When it comes to operant conditioning the term extinction refers to the absence or process of removing or no longer providing the reinforcement, whether negative or positive, that have been maintaining a behavior or action over time. Extinction is different from forgetting. These two are not the same thing. To put it simply, forgetting refers to the decrease in the strength of an action or behavior after it has not been emitted for some time. For example, a child may climb under a bed or hide to get attention, once the attention has been cut off the attention-seeking behaviors no longer occur.

When the extinction of a response occurs the discriminative stimuli then gets referred to as the extinction stimuli. When this occurs the positive or negative reinforcements that used to occur after a certain behavior or action no longer occur. As a result, the behavior that preceded the reinforcement will generally stop as well.

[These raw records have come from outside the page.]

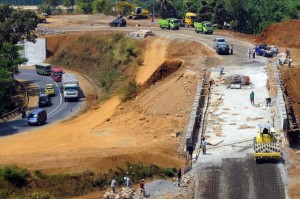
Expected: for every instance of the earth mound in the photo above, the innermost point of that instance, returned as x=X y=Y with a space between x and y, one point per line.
x=282 y=34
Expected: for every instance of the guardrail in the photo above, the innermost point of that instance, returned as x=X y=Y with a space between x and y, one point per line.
x=22 y=105
x=195 y=126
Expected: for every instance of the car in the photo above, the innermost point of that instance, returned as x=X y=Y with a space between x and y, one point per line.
x=222 y=48
x=37 y=116
x=50 y=89
x=44 y=100
x=118 y=23
x=218 y=41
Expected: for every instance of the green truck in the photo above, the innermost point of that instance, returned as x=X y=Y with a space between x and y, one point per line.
x=204 y=27
x=170 y=23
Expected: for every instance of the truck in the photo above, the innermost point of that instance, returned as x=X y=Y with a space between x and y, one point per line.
x=204 y=27
x=189 y=19
x=70 y=87
x=136 y=12
x=265 y=144
x=263 y=50
x=169 y=23
x=56 y=74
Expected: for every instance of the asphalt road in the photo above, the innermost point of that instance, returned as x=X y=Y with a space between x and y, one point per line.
x=58 y=111
x=232 y=178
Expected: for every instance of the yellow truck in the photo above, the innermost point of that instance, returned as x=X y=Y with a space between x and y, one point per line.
x=189 y=19
x=265 y=144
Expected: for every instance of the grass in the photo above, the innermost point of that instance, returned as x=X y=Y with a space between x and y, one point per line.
x=107 y=59
x=44 y=186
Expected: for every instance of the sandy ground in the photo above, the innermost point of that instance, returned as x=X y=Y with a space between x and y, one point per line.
x=112 y=133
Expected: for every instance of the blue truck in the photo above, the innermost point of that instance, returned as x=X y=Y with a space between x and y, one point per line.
x=263 y=50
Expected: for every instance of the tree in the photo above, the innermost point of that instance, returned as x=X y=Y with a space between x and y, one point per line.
x=102 y=6
x=166 y=9
x=53 y=3
x=15 y=26
x=69 y=4
x=220 y=14
x=85 y=6
x=205 y=12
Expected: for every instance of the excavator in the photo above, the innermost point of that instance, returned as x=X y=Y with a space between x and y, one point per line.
x=136 y=12
x=266 y=146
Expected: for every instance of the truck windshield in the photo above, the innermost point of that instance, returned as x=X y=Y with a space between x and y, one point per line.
x=58 y=74
x=71 y=88
x=32 y=115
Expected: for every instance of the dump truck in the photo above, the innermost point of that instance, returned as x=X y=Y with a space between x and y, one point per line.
x=136 y=12
x=170 y=23
x=70 y=87
x=265 y=144
x=203 y=27
x=189 y=19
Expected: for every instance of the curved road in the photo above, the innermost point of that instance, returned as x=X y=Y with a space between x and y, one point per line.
x=56 y=112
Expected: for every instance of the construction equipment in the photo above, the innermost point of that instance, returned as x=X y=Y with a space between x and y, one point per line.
x=203 y=27
x=169 y=23
x=265 y=143
x=189 y=19
x=136 y=12
x=235 y=81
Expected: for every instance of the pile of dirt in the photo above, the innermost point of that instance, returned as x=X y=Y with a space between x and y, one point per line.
x=164 y=70
x=236 y=35
x=282 y=34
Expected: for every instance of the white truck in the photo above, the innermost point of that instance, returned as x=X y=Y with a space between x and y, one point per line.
x=70 y=87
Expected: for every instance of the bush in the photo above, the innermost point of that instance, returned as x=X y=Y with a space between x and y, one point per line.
x=15 y=175
x=41 y=195
x=170 y=172
x=40 y=174
x=129 y=91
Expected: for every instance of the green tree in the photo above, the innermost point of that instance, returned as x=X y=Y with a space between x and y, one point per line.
x=102 y=6
x=85 y=6
x=15 y=25
x=53 y=3
x=69 y=4
x=220 y=14
x=205 y=12
x=166 y=9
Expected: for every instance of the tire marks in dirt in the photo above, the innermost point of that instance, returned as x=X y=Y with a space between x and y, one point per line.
x=238 y=178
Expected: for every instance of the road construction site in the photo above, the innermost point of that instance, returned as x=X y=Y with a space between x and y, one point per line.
x=134 y=131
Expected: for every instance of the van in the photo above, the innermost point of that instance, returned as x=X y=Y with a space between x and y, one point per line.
x=45 y=100
x=37 y=116
x=43 y=69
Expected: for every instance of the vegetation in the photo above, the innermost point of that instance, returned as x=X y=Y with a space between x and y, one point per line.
x=105 y=58
x=15 y=25
x=43 y=186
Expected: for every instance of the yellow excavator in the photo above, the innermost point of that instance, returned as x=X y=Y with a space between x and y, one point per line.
x=266 y=146
x=136 y=12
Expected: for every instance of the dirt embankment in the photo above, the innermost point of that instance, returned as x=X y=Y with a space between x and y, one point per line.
x=113 y=132
x=285 y=34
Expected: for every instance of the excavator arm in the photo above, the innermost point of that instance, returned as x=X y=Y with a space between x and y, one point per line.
x=136 y=12
x=121 y=4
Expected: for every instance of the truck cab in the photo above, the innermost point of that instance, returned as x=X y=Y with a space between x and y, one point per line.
x=56 y=74
x=190 y=19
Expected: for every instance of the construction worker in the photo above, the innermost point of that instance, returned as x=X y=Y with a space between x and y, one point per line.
x=142 y=189
x=252 y=98
x=204 y=143
x=249 y=53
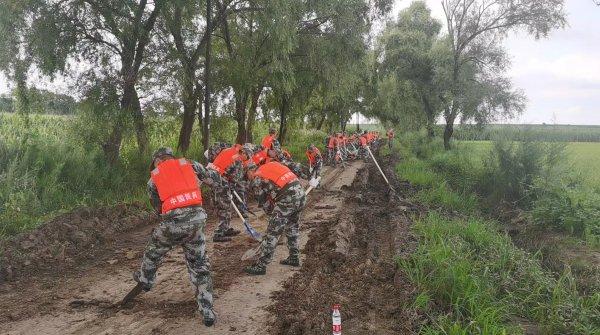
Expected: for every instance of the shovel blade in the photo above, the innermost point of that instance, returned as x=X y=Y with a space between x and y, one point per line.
x=251 y=231
x=132 y=294
x=251 y=254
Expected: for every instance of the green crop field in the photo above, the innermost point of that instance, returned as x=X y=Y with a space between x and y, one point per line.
x=583 y=156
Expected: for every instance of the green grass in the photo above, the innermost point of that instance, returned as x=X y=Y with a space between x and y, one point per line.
x=583 y=156
x=56 y=164
x=442 y=195
x=539 y=132
x=481 y=283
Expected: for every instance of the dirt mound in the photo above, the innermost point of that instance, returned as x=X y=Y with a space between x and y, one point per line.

In order for extinction to work it must be done on a consistent basis. Extinction is only considered successful if and when the original behavior or action no longer occurs. If said behavior were to come back it would be termed a resurgence.

Reinforcement and Rewards

Reward and punishment are the key ways that behavior and action is shaped and modified. Reward and punishment are defined by their effect on behavior. Reward or positive reinforcement serves to increase the probability of a behavior or action that they follow, while punishment or negative reinforcement serves to decrease the probability of the action or behavior that they follow. An example of a reward would be a piece of candy for a child who behaved well, and on the other side of the example spanking a child who acted up would be a common example of punishment. Extinction can only occur when a previously reinforced behavior or action is no longer reinforced either positively or negatively. One important thing to understand about reward and punishment is that, in the example of the child above, it is not the child who is being punished or rewarded, but rather the action or behavior.